The Girl Who Saw The Future, by Zoe Sherburne. A psychic girl struggles with fame when her stage mother makes her go public. Nothing brilliant, but a readable and unusual take on the psychic kid plot.

A Country Child, by Alison Uttley. A childhood memoir barely veiled in fiction by the author of many mostly-forgotten but quite good British children’s books. If you like vivid descriptions of old-timey life in rural England, and I know I do, this book is for you. There’s no plot, but who cares?

The Company They Keep: C. S. Lewis and J. R. R. Tolkien as Writers in Community, by Diana Pavlac Glyer. An excellent analysis of the Inklings as a writing group. Recommended to anyone with any interest in the Inklings, or who has basic knowledge of them and is interested in how writing groups function.

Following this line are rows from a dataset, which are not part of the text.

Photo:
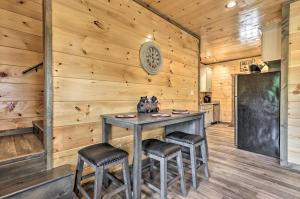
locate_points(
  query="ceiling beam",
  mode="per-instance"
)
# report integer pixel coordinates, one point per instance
(165, 17)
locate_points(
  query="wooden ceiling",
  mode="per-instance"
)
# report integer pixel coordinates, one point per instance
(226, 34)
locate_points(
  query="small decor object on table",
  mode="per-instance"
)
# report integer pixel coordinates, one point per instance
(244, 65)
(178, 111)
(148, 105)
(160, 115)
(151, 58)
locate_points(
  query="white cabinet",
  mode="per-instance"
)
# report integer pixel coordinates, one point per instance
(205, 79)
(271, 43)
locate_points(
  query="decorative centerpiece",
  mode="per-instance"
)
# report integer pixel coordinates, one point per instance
(151, 58)
(148, 105)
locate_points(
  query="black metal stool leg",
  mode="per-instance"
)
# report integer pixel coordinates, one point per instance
(163, 178)
(127, 179)
(193, 166)
(181, 173)
(151, 168)
(78, 175)
(98, 182)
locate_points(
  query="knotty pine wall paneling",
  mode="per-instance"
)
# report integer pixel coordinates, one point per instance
(222, 86)
(96, 70)
(21, 46)
(294, 85)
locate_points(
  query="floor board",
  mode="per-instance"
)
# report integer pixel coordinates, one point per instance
(16, 146)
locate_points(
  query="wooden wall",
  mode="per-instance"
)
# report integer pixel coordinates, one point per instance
(222, 86)
(21, 46)
(294, 86)
(96, 70)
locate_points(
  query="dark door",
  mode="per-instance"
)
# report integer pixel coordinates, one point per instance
(258, 104)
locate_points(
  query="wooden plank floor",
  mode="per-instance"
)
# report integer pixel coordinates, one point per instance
(17, 146)
(236, 174)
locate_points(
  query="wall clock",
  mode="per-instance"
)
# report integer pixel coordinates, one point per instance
(151, 57)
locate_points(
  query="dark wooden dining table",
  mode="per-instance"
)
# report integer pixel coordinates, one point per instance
(192, 123)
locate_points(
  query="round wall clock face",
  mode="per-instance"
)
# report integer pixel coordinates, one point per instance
(151, 57)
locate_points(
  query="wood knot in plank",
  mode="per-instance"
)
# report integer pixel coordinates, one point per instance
(99, 24)
(11, 106)
(297, 91)
(3, 74)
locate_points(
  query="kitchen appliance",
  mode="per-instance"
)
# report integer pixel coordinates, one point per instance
(257, 109)
(254, 68)
(216, 113)
(207, 99)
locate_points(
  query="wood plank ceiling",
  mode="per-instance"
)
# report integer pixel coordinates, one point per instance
(226, 33)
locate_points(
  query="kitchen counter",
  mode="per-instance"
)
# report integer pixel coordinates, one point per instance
(212, 112)
(211, 103)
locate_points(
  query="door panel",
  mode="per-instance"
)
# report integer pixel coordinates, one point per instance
(258, 107)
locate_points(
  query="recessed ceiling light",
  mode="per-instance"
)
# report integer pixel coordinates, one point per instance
(231, 4)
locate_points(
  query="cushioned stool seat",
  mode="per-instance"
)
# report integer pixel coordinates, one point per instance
(185, 137)
(102, 154)
(159, 148)
(101, 157)
(163, 152)
(192, 142)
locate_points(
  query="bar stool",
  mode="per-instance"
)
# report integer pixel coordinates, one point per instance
(192, 141)
(101, 157)
(162, 152)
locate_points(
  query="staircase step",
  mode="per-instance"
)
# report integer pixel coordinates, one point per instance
(55, 183)
(22, 166)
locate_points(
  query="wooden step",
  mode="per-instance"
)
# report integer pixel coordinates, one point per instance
(18, 146)
(26, 165)
(55, 183)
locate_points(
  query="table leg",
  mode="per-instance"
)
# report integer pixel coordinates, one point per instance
(137, 162)
(106, 131)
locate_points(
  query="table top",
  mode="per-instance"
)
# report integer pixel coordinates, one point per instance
(145, 118)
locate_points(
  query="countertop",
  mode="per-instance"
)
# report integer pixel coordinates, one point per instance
(211, 103)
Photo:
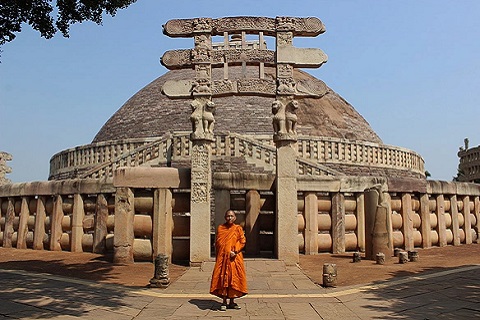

Here Abide Monsters, by Andre Norton. This bizarre fantasy put the Bermuda Triangle, elves, aliens, time travel, and Avalon in a blender, then forgot to actually blend. People from our world blunder into another weird world where they meet others from all periods of history, and learn that elves in flying saucers are kidnapping people and making them go cold and glowy, or maybe the flyer saucer people were aliens and the elves were someone else, it was hard to tell. Roman soldiers march, nixies attack, and there might be unicorns, I forget. Disjointed and strange, and I have no idea what was going on during the climax—and by “no idea,” I mean that, for instance, I could not tell whether or not several characters died. A mildly entertaining farrago of randomness.